Innovation

Researchers will help recover aluminium and PVC from tablet blisters

Photo: Fotolia
Photo: Fotolia

How to effectively recover aluminium and plastics from waste pharmaceutical blisters? Scientists from the University of Lodz patented an innovative method of recycling tablet packaging materials.

Until now, waste components from pharmaceutical blisters used to packaged the majority of drugs in the form of tablets were recovered to a very small extent - mainly due to the difficulty in separating the substances, from which they are made. Thanks to the innovative recycling method developed by a team of scientists from the Faculty of Chemistry, University of Lodz, led by Prof. Marek Zieliński, large quantities of blisters can be utilised to recover aluminium from them and protect the environment from the difficult-to-break down PVC.

The team leader Prof. Marek Zieliński emphasises that the advantage of the method is that the output of the recycling process of large amount of blister waste materials as well as unused blisters, withdrawn due to the bacteriological contamination, are two wholesome products: polyvinyl chloride (PVC) and aluminium, which can be reused.

The entire technological process is waste-free.

The blisters are sorted by PVC colour, and then granulated. The resulting granulate is placed in a hermetically sealed prototype container, designed by the team of researchers from Lodz, to which liquid substance is added to separate blister components.

"Blister components are separated in the container due to the difference in density: PVC material is deposited in the upper, and aluminium in the lower layer. After separating, both components are air-dried, without mixing them" - explains the scientist.

In the prototype blister separation device, an additional disk mixing device (that does not cause layers to rise and mix) has been proposed to accelerate sedimentation (aluminium deposit formation).

The authors of the invention are scientists from the Department of Inorganic and Analytical Chemistry, Faculty of Chemistry, University of Lodz: Prof. Marek Zieliński, Dr. Ewa Miękoś, Prof. Sławomir Skrzypek and Dr. Dominik Szczukocki.

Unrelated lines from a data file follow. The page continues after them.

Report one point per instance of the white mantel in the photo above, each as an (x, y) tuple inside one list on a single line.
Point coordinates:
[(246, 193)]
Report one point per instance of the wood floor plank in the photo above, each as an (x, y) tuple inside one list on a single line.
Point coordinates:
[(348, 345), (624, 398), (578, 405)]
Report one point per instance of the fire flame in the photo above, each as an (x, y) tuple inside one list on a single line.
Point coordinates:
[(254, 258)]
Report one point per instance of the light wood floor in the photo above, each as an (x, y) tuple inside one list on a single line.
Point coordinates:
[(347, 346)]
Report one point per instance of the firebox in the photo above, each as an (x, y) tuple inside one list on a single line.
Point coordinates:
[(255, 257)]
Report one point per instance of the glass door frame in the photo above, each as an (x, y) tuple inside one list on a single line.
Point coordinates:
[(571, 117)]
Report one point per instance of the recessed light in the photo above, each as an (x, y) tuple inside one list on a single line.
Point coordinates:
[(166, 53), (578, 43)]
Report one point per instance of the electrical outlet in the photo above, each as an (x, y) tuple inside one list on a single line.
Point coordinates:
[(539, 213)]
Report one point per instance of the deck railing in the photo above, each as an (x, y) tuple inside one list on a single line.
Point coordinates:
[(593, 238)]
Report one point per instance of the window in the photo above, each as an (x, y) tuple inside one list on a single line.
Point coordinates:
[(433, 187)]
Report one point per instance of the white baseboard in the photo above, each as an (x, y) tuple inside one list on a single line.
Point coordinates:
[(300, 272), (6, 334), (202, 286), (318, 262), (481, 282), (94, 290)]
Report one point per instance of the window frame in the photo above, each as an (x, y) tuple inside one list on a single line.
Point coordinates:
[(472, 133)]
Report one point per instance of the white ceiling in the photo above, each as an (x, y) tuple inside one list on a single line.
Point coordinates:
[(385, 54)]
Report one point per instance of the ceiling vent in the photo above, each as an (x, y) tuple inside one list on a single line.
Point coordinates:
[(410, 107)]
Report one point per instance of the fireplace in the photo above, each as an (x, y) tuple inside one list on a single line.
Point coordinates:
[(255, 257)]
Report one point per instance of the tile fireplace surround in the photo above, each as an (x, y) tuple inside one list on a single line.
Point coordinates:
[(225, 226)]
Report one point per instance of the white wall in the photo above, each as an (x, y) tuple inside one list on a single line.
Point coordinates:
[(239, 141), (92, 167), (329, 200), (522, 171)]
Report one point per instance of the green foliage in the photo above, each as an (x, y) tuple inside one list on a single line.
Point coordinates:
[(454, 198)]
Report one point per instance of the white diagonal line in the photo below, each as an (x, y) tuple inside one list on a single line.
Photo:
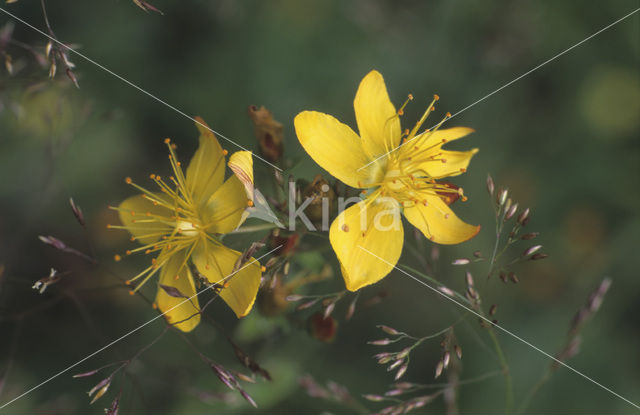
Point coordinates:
[(510, 82), (135, 86), (132, 331), (503, 329)]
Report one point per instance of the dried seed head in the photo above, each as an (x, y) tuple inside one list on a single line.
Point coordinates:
[(329, 309), (447, 291), (502, 196), (529, 236), (403, 353), (445, 359), (523, 218), (384, 358), (401, 371), (458, 351), (373, 398), (381, 342), (531, 250), (77, 212), (490, 185), (536, 257), (469, 279), (439, 369), (389, 330), (395, 365), (512, 211)]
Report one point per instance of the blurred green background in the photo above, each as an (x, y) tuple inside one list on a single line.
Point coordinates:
[(564, 139)]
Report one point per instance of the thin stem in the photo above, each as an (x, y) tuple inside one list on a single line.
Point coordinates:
[(505, 369)]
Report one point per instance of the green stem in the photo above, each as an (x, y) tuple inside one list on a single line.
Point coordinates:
[(506, 372)]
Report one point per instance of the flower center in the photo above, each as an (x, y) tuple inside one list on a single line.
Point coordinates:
[(187, 228)]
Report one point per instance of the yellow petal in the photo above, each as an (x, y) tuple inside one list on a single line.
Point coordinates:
[(439, 163), (438, 222), (177, 308), (377, 228), (378, 121), (334, 146), (206, 169), (436, 139), (133, 214), (241, 163), (225, 209), (216, 262), (456, 163)]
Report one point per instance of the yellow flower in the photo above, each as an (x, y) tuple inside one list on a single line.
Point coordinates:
[(396, 178), (182, 222)]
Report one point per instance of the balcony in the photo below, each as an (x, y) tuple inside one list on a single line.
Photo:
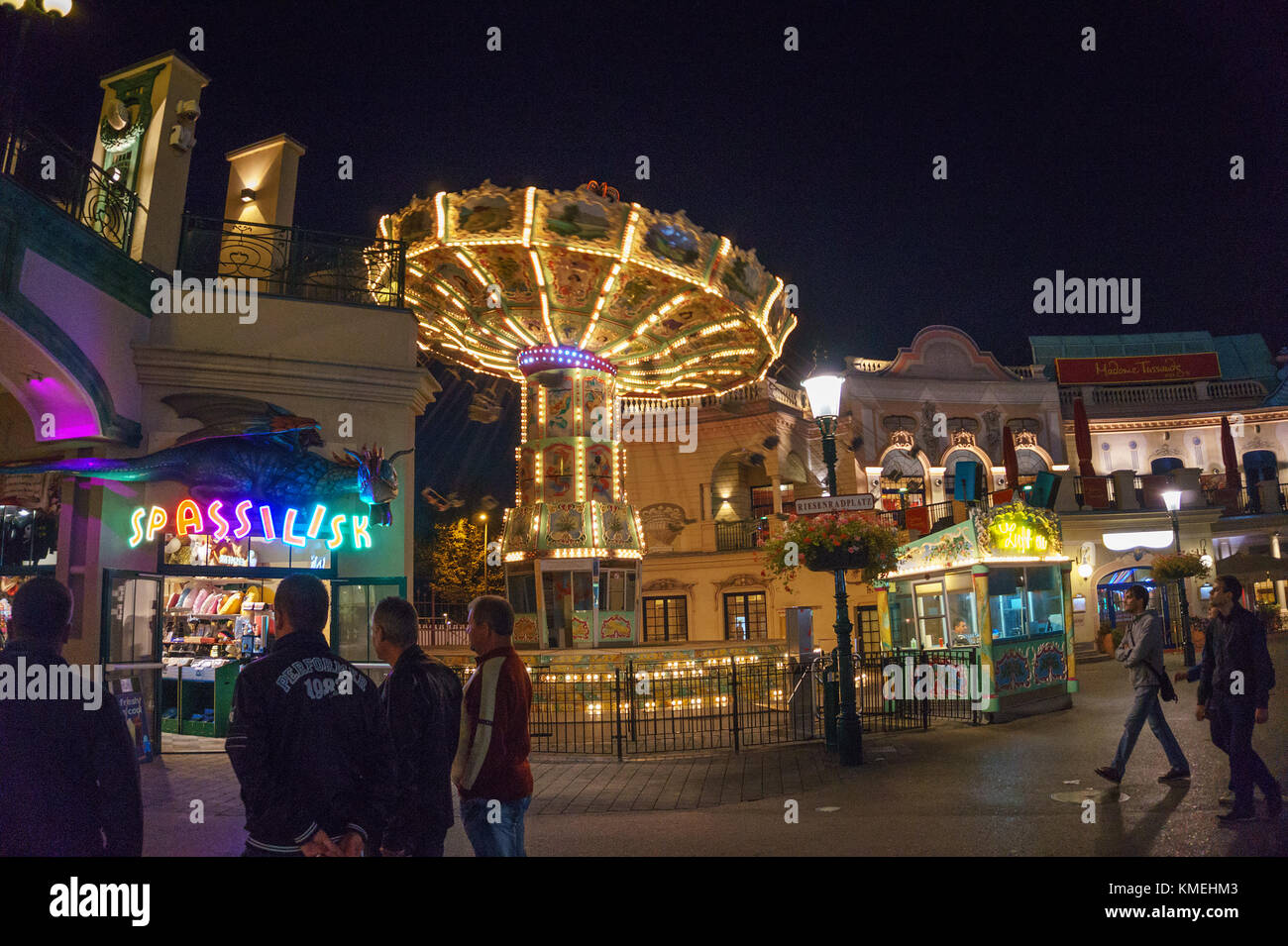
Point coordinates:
[(294, 262), (741, 534), (1234, 502), (78, 188), (1120, 400)]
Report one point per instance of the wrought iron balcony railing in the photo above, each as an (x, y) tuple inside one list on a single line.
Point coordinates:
[(51, 168), (295, 262)]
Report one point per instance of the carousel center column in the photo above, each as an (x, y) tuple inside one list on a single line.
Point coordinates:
[(572, 545)]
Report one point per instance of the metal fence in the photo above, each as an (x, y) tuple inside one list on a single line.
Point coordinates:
[(295, 262), (722, 703), (51, 168)]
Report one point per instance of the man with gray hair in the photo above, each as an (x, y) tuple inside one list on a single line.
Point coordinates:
[(1141, 652)]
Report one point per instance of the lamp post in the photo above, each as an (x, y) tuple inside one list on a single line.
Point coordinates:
[(1172, 499), (824, 396)]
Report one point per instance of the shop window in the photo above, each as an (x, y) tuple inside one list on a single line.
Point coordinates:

A company based in Łódź is interested in the implementation of the project.

Researchers have filed patent applications regarding both the separation of pharmaceutical blister waste components and the container they have developed.

The invention has gained recognition abroad. It won gold at the Kaohsiung International Invention and Design EXPO KIDE 2018 in Kaohsiung, Taiwan. It also received a special award of Toronto - Canada International Society of Innovation and Advanced Skills.

The project "Method of pharmaceutical blister waste components separation" is financed from the "Incubator of Innovation" project and implemented by the Technology Transfer Centre of the University of Lodz.